Виноградник отца Матью был полностью уничтожен градом. Добрый пастырь, увидев, что стало с его плантацией, воздел очи к небу и вскричал:
- - О боже! Я не могу прибегнуть к бранным словам, но, право, всё это крайне омерзительно!
(Там же).
Из "Обращение в истинную веру":
Жан-Поль очень любил вино. Но он не был набожным человеком. И его приятель - пономарь, чтобы приобщить его к религии, сказал ему, что если хорошенько попросить богоматерь, то она совершит чудо. Жан-Поль так и сделал: он преклонил перед богоматерью колени и попросил у неё бутылку вина. И вино появилось. (А это сделал сынишка пономаря, спрятавшись за статуей). Так продолжалось несколько дней и пономарь решил избавиться от этого чуда, стоившего ему немало денег. И когда Жан-Поль в очередной раз встал на колени, вдруг раздался ангельский голосок из-за статуи:
- Больше вина не будет. Попытайся избавиться от этой дурной привычки, Жан-Поль!
Жан-Поль посмотрел на младенца Иисуса, которого богоматерь держала на своих руках и сказал:
- Ты бы лучше помолчал, незаконнорожденное дитя! Если я и пью много, то это не твоя забота. Твоя святая и уважаемая матушка лучше знает, что надо делать.
Марк Твен (выдержки из книги "Письма с земли", М.,1963).
Характер библейского бога настолько противоречив, что в нём нелегко разобраться: ветреное непостоянство и железное упрямство; абстрактные слащаво-умильные слова и конкретные дьявольские поступки; редкие добрые порывы, искупаемые непреходящей злобой. (с.30).
Любая мелочь выводит его из себя, лишает ясности мысли, стоит ей хоть чуть-чуть задеть его ревнивую зависть. Последняя без промаха воспламеняется при малейшем подозрении, что кто-то собирается покуситься на монополию его божественности. Страх, что Адам и Ева, вкусив от плода Древа Познания, станут "как боги", так разбередила его ревизую зависть, что у него помутилось в голове и он уже не мог обойтись с несчастными справедливо или милосердно и продолжал жестоко и преступно вымешать свой гнев даже на их безвинном потомстве. (с. 32).
«Великая Армия» Творца, и он её главнокомандующий... Болезни! Вот её главный боевом отряд, никогда не отступающий, сметающий всё на своём пути. Он нападает на младенца, едва тот успевает родиться; и один недуг не успевает смениться другим: коклюш, корь, свинка, расстройство желудка, прорезывание зубов, скарлатина и другие, специально детские заболевания. Отряд этот преследует ребёнка, пока тот не становится юношей, для которого уже припасены новые заболевания. Он преследует юношу, пока тот не достигнет зрелости, а потом старости, и наконец сводит его в могилу. (с. 33).
Человек - религиозное животное. Единственное религиозное животное.
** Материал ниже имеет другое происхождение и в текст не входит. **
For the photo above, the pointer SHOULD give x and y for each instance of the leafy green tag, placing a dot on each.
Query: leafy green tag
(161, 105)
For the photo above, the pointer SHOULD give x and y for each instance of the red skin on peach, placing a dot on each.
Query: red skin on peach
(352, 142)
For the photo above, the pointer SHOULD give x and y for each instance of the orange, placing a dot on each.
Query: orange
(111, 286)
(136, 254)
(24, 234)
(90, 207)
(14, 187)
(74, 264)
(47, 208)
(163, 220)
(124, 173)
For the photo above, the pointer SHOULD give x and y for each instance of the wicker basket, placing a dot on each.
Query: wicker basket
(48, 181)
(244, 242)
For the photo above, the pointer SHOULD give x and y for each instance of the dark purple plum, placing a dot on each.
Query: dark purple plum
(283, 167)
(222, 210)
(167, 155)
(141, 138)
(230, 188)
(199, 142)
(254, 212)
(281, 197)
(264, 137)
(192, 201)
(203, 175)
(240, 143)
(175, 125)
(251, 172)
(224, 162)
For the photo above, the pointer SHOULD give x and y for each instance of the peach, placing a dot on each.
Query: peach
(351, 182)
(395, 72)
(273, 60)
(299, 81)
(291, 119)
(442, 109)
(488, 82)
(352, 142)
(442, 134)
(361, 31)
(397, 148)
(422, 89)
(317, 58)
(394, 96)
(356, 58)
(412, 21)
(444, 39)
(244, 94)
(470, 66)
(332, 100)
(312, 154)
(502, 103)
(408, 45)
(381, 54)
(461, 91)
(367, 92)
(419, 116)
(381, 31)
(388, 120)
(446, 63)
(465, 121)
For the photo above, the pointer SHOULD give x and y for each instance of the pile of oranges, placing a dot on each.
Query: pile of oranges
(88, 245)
Единственное животное, исповедующее истинную веру - несколько истинных вер. Он - единственное животное, которое любит ближнего своего, как самого себя, и перерезает ему глотку, если расходится с ним в богословских вопросах. (с.137).
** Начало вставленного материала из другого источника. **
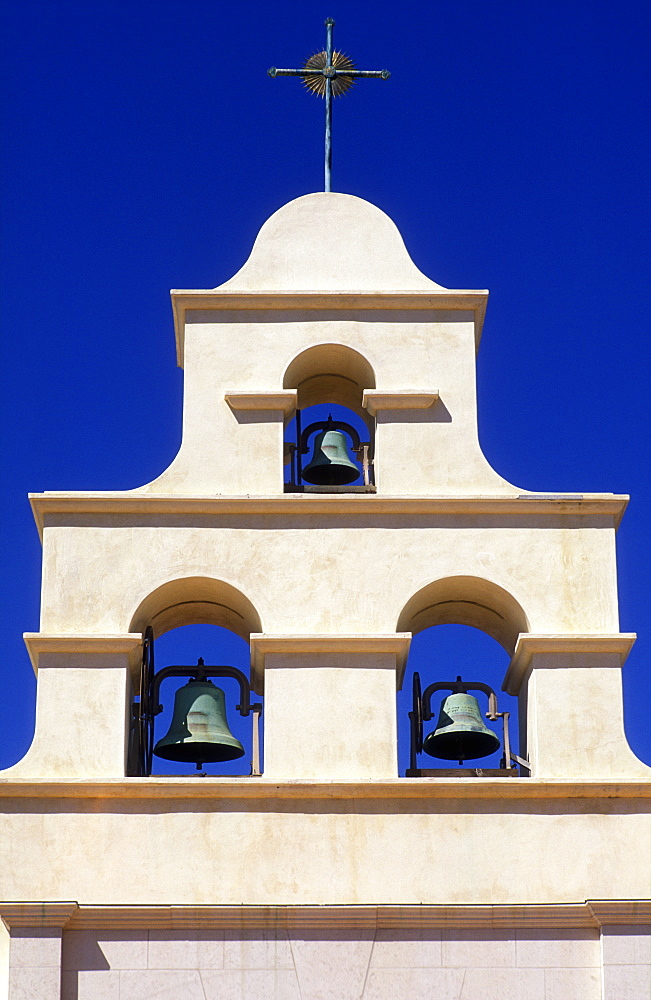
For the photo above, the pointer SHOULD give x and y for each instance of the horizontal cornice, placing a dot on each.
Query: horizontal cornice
(529, 644)
(268, 791)
(134, 504)
(466, 300)
(72, 916)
В церкви говорят о вечном покое как о чём-то утешительном. Но попробуй испытать этот вечный покой на себе, И сразу почувствуешь, как мучительно будет тянуться время. Поверь, Стормфилд, такой человек, как ты, всю жизнь проведший в непрерывной деятельности, за полгода сошёл бы с ума, попав на небо, где совершенно нечего делать. Нет, рай - не место для отдыха; на этот счёт можешь не сомневаться! (с.217).
Боб Ингерсолл рассказал о пресвитерианском святом, который, отправляясь на экскурсию из рая в ад, заплатил за проезд в оба конца, а потом никому не мог сбыть обратный билет. (с.241).
Когда читаешь библию, больше удивляешься неосведомлённости бога, нежели его всеведению. (с.244).
Не понимаю, каким образом человек, не лишённый юмора, может быть верующим - разве что он сознательно закроет глаза своего рассудка и будет силой держать их закрытыми. (с.245).
Я не понимаю, каким образом вечные загробные муки могут служить благой цели....Может быть, и разумно наказать человека, чтобы он стал лучше; может быть и разумно уничтожить его совсем, если оказалось, что лучше он стать не может; но вечно поджаривать его только ради удовольствия видеть, как он поджаривается, - это, во всяком случае, неразумно: даже свирепому богу, выдуманному евреями, это зрелище в конце концов надоело бы. (345).